Ik ben blij dat ik mijn Jeruzalemervaringen kon verwerken in De Saamhorigheidsgroep. En ik heb nu een aantal Jeruzalemse verhalen geschreven. Maar ik denk, of ik weet eigenlijk wel zeker, dat er geen Israëlisch roman komt. We gaan hier in de zomer ook weg.
Springer vind ik prachtig. Met name Teheran, een zwanezang. Ik kan alleen al erg genieten van die eerste pagina.
– Tot slot, welk advies zou je een beginnend schrijver meegeven?

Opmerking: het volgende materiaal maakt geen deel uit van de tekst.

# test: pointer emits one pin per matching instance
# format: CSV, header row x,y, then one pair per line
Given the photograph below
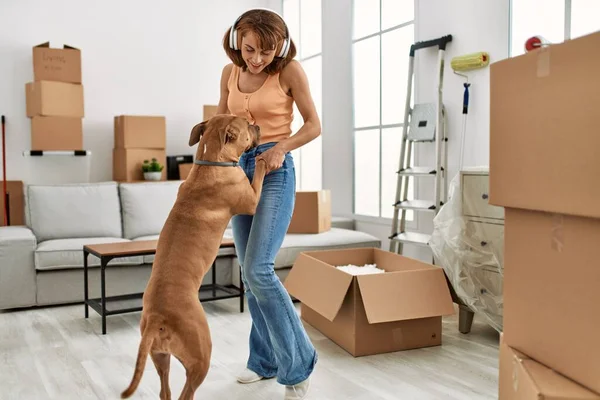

Begin met het schrijven van verhalen en stuur ze in naar Tirade, Hollands Maandblad, De Gids of De Revisor. En laat je niet ontmoedigen als ze worden afgewezen. Ik heb twee jaar lang alleen maar afwijzingen gekregen van tijdschriften tot er in 2009 ineens een brief van De Gids werd bezorgd, waarin stond dat ze mijn laatste verhaal hadden geaccepteerd. Een tijdje daarna werd er nog eens een verhaal gepubliceerd. En toen kreeg ik een e-mail van een redacteur van een uitgeverij, die schreef dat hij mijn werk wel wilde uitgeven. Ik geloof nog steeds dat dit de manier is om het te doen.